Cervical Cancer : Should You Be Worried?

Cervical cancer is the second most common cancer among women in the world and the survival rate is just above 50%. In India, around 1,40,000 cases of cervical cancer are reported every year. Here are the causes, symptoms, treatments and most important of all, how to prevent yourself from being diagnosed with cervical cancer.

What causes Cervical cancer?

It is caused by a virus called human papillomavirus (HPV). This virus infection can cause abnormal growth of cervical cells and these cells can spread to other parts of the body. This is also known as cervical dysplasia. But not all types of HPV viruses will cause cervical cancer.    

Smoking – both active and passive, birth control pills or oral contraceptives, multiple pregnancies, sexual contact with a person already infected with HPV and having many sexual partners are a few risk factors than can result in cervical cancer.

In early stages, no symptoms are seen but will gradually show up as cancer progresses. It usually develops from the precancerous stage over a period of 10 to 20 years.

It is diagnosed by a cervical screening such as a pap smear followed by a biopsy of the cervix. The next stage is to do a medical imaging to determine the extent to which cancer has spread. Tests like palpation, inspection, colposcopy, hysteroscopy, cystoscopy and X-ray imaging are used to find out the stage of cancer.

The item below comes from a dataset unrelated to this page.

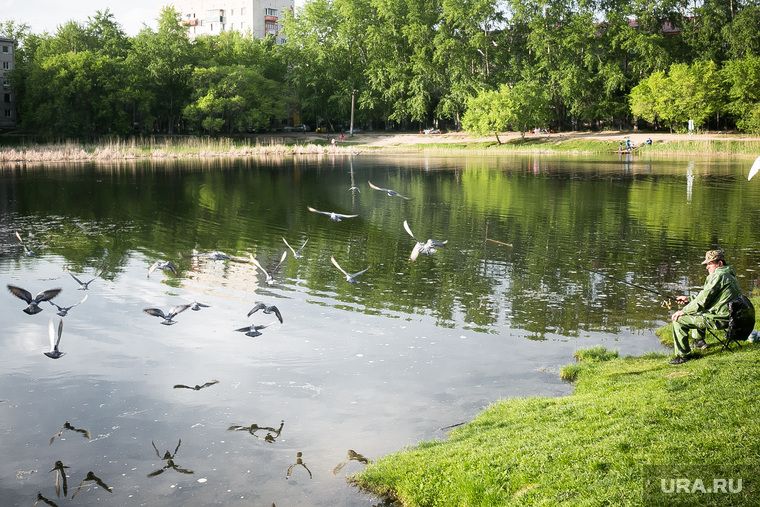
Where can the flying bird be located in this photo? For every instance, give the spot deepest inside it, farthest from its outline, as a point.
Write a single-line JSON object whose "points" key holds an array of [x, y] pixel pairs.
{"points": [[64, 310], [83, 285], [67, 426], [33, 302], [335, 217], [426, 248], [163, 266], [391, 193], [169, 458], [175, 310], [55, 340], [197, 387], [41, 498], [252, 330], [270, 276], [60, 478], [29, 251], [92, 477], [752, 172], [267, 309], [296, 254], [349, 278]]}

Symptoms and signs of Cervical cancer

– Vaginal bleeding.

– Abnormal vaginal discharge.

– Bleeding after sexual intercourse.

– In rare cases, vaginal mass.

During advanced stages the following symptoms are also noticed :

– Loss of appetite.

– Weight loss.

– Fatigue.

– Pelvic, back and leg pain.

– Swollen legs.

– Bone fractures.

– Leakage of urine or feces from the vagina.

Treatment for cervical cancer

Depending on the stage of cervical cancer, treatment is varied. But a few common treatments are :

Hysterectomy which is a surgical procedure of removing pelvic lymph nodes which may or may not involve the removal of the ovaries and fallopian tubes. This is usually done for micro-invasive cancer in stage 1A. Undergoing a hysterectomy will mean that the person can’t have any children but this is usually kept as the last option only when the cancer is progressing rapidly.

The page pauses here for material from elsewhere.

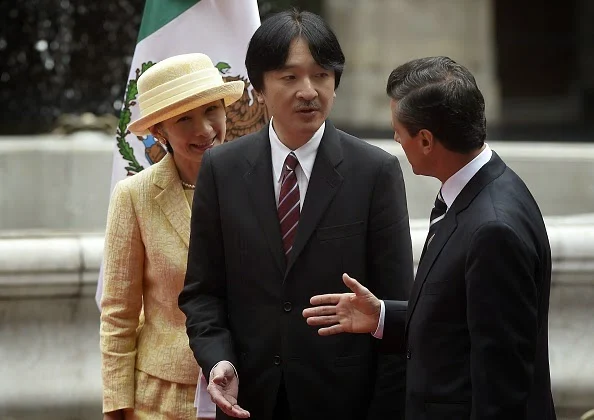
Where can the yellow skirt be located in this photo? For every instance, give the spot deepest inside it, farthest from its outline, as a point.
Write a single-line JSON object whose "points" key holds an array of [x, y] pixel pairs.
{"points": [[157, 399]]}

Large early stage tumours are treated by chemotherapy or radiation therapy.

A person is said to be completely cured only when there are no remains of the cancer cells on the removed tissue on observation under a microscope. 

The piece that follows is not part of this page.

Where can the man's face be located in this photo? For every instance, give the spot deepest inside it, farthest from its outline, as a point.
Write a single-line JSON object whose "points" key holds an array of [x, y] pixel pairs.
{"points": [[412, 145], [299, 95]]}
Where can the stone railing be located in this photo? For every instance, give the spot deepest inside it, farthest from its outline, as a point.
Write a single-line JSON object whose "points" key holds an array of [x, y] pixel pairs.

Cancer, as you may already know, is very difficult to get rid of completely unless it is identified in the early stages. But prevention is always better than cure.

The best way to prevent cervical cancer is to have regular Pap smear tests. This will identify any abnormal cell changes before they turn into cancer. Always make sure to follow it up with a doctor and take their view on your test result.

HPV Vaccine, Gardasil, is known to reduce the chances of getting cervical cancer by a whopping 93%. They are usually given to women between the age of 9 and 26 years and it is effective only before the infection occurs. The length of effectiveness of this vaccine is unknown. It costs around 3000 to 4000 rupees and there are a few states in India that are looking into subsidizing this vaccine. Talk to your doctor about this vaccine and find out if you’re eligible for it.

Always make sure to practice safe sex by using condoms because they may provide protection against genital warts, Chlamydia and HIV which are precursors for cervical cancer.